To determine if RDT is an appropriate monitoring tool for a fish species, multiple factors surrounding the species of interest must be considered. This includes, but is not limited to, whether the species occurs at recreational diving depths, is cryptic or conspicuous, and if it can be discerned from closely related species without a specimen in hand (e.g., for meristic counts). Identifying the species that volunteers can potentially encounter and visually identify can improve the interpretation of data provided by this no-cost, high-value monitoring tool (Schmitt & Sullivan, 1996).
The Salish Sea is a 16,925 km2 inland sea bordered by Washington, USA, and British Columbia, Canada. In 2019, relying on preserved specimens in archival institutions, published records, and, especially for within-basin distributions, unpublished field notes and logbooks, Pietsch and Orr (2019) published species accounts for 260 fish species found in the Salish Sea, including distributions across sub-basins. As many of these taxonomic records were generated over a century ago, this compilation focused on providing a comprehensive, cumulative registry of Salish Sea ichthyofauna in addition to a current picture of biodiversity. Records were based on collections of specimens using an array of gear and techniques, including beach and purse seines, trawls, gillnets, traps, spearfishing, hook and lines, poisoning, stomach contents, and beach casts (e.g., Miller & Borton, 1980). Data from RDT or other visual surveys were not included. This compilation provides the best available baseline of the total fish that use, or have used, the Salish Sea ecosystem. While no one method will be suitable to capture all species, individual techniques such as RDT can be evaluated against this list to elucidate the scope of the survey tool.

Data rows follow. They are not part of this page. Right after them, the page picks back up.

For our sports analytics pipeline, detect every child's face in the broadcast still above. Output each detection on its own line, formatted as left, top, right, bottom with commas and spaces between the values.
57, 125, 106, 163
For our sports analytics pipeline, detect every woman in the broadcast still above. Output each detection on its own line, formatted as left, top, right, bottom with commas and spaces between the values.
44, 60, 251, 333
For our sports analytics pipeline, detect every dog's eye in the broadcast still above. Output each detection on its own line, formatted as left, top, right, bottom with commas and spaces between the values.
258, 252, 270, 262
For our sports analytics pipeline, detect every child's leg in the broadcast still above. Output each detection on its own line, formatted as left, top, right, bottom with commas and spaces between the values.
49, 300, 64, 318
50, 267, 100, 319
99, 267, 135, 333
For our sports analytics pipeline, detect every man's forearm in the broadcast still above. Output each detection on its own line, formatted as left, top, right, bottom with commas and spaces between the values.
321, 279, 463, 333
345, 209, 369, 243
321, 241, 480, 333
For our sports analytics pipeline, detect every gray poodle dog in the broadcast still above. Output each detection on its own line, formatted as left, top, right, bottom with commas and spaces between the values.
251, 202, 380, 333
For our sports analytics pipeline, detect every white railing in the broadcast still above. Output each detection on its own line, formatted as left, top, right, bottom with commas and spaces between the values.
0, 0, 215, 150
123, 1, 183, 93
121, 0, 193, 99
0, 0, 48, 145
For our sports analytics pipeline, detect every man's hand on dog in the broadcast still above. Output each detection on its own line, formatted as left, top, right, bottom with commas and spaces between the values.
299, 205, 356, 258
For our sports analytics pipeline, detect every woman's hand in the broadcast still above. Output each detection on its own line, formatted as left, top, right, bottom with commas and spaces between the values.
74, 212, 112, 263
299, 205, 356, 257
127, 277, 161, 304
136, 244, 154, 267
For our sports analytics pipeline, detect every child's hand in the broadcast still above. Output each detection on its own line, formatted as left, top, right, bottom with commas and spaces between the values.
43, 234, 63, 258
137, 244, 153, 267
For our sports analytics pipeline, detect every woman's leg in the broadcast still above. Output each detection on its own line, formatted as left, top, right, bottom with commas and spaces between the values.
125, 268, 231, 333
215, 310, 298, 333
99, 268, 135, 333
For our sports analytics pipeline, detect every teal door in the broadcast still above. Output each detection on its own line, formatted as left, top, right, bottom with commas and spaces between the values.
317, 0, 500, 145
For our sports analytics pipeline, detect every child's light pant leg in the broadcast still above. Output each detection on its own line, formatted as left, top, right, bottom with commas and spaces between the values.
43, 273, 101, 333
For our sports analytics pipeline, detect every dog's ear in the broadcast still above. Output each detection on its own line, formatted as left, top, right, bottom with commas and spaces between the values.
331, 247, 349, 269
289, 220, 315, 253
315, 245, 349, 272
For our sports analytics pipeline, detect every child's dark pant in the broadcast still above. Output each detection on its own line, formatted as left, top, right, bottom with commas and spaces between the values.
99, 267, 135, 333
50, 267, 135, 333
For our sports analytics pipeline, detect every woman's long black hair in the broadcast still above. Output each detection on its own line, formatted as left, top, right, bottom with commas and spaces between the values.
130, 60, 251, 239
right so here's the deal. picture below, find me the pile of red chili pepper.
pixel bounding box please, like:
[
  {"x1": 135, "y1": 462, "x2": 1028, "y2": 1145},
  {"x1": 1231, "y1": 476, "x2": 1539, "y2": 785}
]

Since 1998, REEF divers have conducted RDT surveys in the Salish Sea. We compiled REEF RDT surveys recorded over a span of 21 years (1998–2019) and compared these data to the Pietsch and Orr (2019) records of 260 Salish Sea fish species. Because relatively few specimens are collected and preserved from rocky reefs and rock walls (Pietsch & Orr, 2019), often a focus area for recreational divers, we hypothesized that observations by REEF surveyors would expand the geographic range and number of species documented in the Salish Sea based on Pietsch and Orr (2019). Certain fish species are inherently better suited than others for identification by RDT. Therefore, to identify Salish Sea fish species that can be monitored by REEF divers, we developed a categorization system based on the potential for recreational divers and snorkelers to encounter them, and on whether they can be visually identified to species with or without a high-quality photograph if encountered (i.e., a specimen in hand is not required for identification).